In Fig. 6, it is evident that the CMSAF product tends to overestimate the SDU for all analyzed months under all-sky conditions. This is particularly clear from the scatterplots of the difference when compared to observations, as the majority of counts tend to fall above the 0.0 line. Kothe et al. (2017), when evaluating the CMSAF product, found a similar behavior on the Canary Islands (northwestern Africa), in the daily evaluation (MBE values close to 2 h), and on the west coast of Africa, in the monthly sums analysis (bias values of up to 50 h were found). The authors attributed those uncertainties to two causes, namely the frequent low-cloud fields; predominant cloud types in these regions that cause a systematic underestimation of the effective cloud albedo by the Heliosat algorithm because of the self-calibrating method (Hannak et al., 2017), thus leading to an overestimation of SDU; and to the constants used during the SDU estimates, which were derived empirically using data from Germany to take into account the contribution of different sky conditions to the SDU. Consequently, the presence of low warm clouds that are most frequent over the ocean and subtropical subsidence regions (Huang et al., 2015) may not be well represented by these parameters. This might be the case for northeastern Brazil, since low clouds with relatively warm tops are the prevailing cloud type due to subsidence in the area associated with the Walker cell (Machado et al., 2014).

In the DISSM scatterplot results, the aforementioned underestimation tendency is clearly seen, mostly under clear-sky conditions (SDU >8 h) and is less pronounced in July. In this month, it is noticeable from Fig. 7g that the counts tend to group along the zero line for low and intermediary values of SDU (SDU <8 h). For clear-sky conditions, although it still presents a tendency to underestimate the observations, the differences tend to be smaller when compared to similar values in the other months. The higher frequency of points is bounded close to −2.5 h, while in other months there is a great number of counts for differences between −2.5 and −5 h.

The better agreement between the DISSM estimates and the observations under a partly covered sky and the higher errors in clear-sky cases suggest that this might be caused by a misrepresentation of the clear-sky reflectance used in the algorithm. This characteristic was pointed out by Porfirio et al. (2020), when evaluating the global solar irradiance (a variable highly correlated to SDU; Stanhill, 2003) estimated from the GL1.2 model, and the authors also found an east–west gradient in the MBE values. They highlighted the importance of a proper assessment of the clear-sky reflectance to the estimation of the cloud cover, which is estimated in the GL1.2 in the same fashion as the SDU product.
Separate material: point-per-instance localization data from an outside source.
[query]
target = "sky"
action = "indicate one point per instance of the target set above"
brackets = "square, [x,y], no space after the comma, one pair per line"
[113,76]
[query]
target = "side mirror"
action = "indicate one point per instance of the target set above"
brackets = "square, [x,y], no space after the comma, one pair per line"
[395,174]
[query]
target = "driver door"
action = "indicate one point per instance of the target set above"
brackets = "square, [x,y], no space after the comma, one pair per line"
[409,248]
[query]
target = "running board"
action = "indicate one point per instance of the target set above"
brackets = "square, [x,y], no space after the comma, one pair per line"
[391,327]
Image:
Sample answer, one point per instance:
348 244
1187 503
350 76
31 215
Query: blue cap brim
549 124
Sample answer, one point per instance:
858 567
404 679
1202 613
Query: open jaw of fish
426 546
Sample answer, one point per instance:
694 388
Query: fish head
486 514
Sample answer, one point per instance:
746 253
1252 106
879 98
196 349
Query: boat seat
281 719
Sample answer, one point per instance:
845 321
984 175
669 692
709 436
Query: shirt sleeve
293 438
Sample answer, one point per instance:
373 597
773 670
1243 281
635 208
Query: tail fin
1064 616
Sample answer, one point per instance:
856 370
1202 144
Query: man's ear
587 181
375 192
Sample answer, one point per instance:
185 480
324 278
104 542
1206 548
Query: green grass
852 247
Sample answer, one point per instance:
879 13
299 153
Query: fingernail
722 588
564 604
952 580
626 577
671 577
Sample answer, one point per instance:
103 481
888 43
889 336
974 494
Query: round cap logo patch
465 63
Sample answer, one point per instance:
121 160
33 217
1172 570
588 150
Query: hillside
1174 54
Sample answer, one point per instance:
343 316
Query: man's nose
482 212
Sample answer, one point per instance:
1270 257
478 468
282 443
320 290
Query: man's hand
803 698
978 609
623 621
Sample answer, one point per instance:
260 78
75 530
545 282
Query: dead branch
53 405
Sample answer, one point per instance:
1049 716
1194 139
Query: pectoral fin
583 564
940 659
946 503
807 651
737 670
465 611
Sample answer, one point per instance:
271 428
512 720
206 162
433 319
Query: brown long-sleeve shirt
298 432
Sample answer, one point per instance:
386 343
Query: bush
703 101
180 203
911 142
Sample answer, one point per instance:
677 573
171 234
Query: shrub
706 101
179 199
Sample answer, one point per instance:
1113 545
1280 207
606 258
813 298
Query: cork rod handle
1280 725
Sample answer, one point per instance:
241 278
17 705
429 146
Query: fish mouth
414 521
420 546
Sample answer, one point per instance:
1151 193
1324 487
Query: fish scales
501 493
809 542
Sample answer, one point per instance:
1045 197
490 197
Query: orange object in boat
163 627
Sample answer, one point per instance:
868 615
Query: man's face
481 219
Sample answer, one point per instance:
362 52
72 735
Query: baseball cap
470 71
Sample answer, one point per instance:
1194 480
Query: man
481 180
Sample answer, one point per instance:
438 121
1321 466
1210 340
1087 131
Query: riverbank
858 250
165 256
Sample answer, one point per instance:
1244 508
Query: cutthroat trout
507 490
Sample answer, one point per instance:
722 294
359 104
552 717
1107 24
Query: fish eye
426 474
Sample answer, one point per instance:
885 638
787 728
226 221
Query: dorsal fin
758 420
Figure 8 presents the mean R_min fields for the central months of each season for the period from October 2013 to October 2017. This figure was constructed to help explore the R_min influence on DISSM SDU product. The fields were generated by taking the minimum (not null) reflectance values for each pixel, considering the available images in the interval between 14:00 and 16:00 UTC, within the target month. Thereafter, they were smoothed by performing 3×3 pixel means and then monthly averaged.

Figure 8 Average R_min obtained for each analyzed month in the period from October 2013 to October 2017. Darker (lighter) colors correspond to low (high) reflectance values.

It is noticeable that there is great variability within the country. Over Brazil, higher reflectance values are observed in northeastern Brazil and lower values in the Amazon region for all seasons, and most of the regions display seasonal variations in the clear-sky reflectance.

Evaluating the MBE results and Fig. 8, it can be seen that the R_min has a remarkable influence on the performance of the product, particularly in the northern and northeastern regions. The overestimation (underestimation) tendency found in the EQ (TNO) region seems to be related to clear-sky reflectance values being systematically lower (higher) than the R_min used in the model (0.09). This leads to an underestimation (overestimation) of cloudiness and consequently an overestimation (underestimation) of SDU. Those results suggest that the use of fields of R_min with spatiotemporal variations may improve the DISSM product results.

5 Conclusions

The agreement between two satellite-derived SDU products and in situ measurements was assessed. There are some challenges when comparing satellite-based products and station data. Satellite-derived observations are area measurements, and station records are point data; therefore, some representativeness errors are expected due to the inherently different spatial scale (Huang et al., 2016). Nevertheless, monthly bias discloses a fine agreement between SDU retrieved and observed values. Both products present low bias to most of the country (between −1 and 1 h).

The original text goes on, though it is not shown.